Renting From a Higher Bracket Making more money will throw couples into a higher tax bracket. So, how do you balance and save for a house when you’re a renter? Brian D. Brogan gives you some tips. BY BRIAN D. BROGAN
Renting from a higher tax bracket can make it tough without the tax benefits of owning.
For a portion of the U.S. population the economy is strong and future prospects look bright! These couples are dual income households with or without kids, but whose incomes are growing nicely. Today around 80 percent of married couples in the U.S. are dual income earners and this has become the norm for our society.
Hopefully, you’re part of this crowd whose incomes are keeping ahead of inflation and allowing for some disposable income.
Of this group, there are some whom have found themselves still renting and are priced out of this market without the advantages of lower taxable income due to the deductible interest from a home loan. I must say this is a better place to be then in a home you can’t afford and an adjustable rate mortgage about to reset.
Because of the higher incomes, some couples may be pushed north into a higher tax bracket. So what do you do if this is you?
First, let’s look at the positives. For starters, you’re in a position to save for a future home due to the fact you don’t have property taxes and or maintenance costs of the current residence. This is huge. Find out how much of a home you can afford and start saving for the down payment between 5 percent and 20 percent—now! But here is the key; save in a Roth IRA if you qualify within the limits so when it’s time to take out the money, there is no penalty. This, in conjunction with maximizing your 401ks and 403bs, will lower your adjusted gross taxable income. You may be able to do both, get with your advisor or call one of the big no-load companies for the current limits.

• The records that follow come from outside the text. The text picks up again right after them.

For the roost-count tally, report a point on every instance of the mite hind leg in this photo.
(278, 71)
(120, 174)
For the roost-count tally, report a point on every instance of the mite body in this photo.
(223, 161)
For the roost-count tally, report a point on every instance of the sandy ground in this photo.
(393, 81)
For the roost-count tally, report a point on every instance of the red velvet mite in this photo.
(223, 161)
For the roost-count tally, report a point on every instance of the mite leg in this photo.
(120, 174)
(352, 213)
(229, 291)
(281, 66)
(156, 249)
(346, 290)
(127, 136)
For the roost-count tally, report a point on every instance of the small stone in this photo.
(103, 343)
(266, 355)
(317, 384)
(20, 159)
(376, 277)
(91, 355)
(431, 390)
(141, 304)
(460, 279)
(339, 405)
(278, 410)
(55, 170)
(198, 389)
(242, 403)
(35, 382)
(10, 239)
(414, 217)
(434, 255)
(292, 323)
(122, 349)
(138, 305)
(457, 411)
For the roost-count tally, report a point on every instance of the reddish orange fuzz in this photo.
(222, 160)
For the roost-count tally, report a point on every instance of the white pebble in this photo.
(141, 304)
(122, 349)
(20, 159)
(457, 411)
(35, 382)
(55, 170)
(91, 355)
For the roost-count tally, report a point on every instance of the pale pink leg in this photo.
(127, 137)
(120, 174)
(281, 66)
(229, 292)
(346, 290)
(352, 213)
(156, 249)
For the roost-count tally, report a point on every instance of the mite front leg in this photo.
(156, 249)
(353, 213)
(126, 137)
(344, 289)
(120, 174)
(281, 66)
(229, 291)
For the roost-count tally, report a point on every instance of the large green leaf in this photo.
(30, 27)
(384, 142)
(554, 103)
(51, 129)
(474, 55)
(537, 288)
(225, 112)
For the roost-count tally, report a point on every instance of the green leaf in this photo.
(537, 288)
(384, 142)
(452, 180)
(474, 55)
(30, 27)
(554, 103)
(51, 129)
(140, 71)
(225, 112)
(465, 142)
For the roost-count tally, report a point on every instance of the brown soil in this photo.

Your goal is to lower your adjusted gross income (AGI) and save as much liquid cash as possible for the down payment. Another way to lower your AGI is to switch from standard deductions on your tax returns in order to itemization of your expenses. Most couples have over $4,500 of deductions; this will give you more cash back at tax time.
Finally, the best news is the time is right to start looking for a home. It’s now a buyers market and prices and starting to fall. Shop around and bid really low, this with a 40-fixed loan with get you in a home you can afford.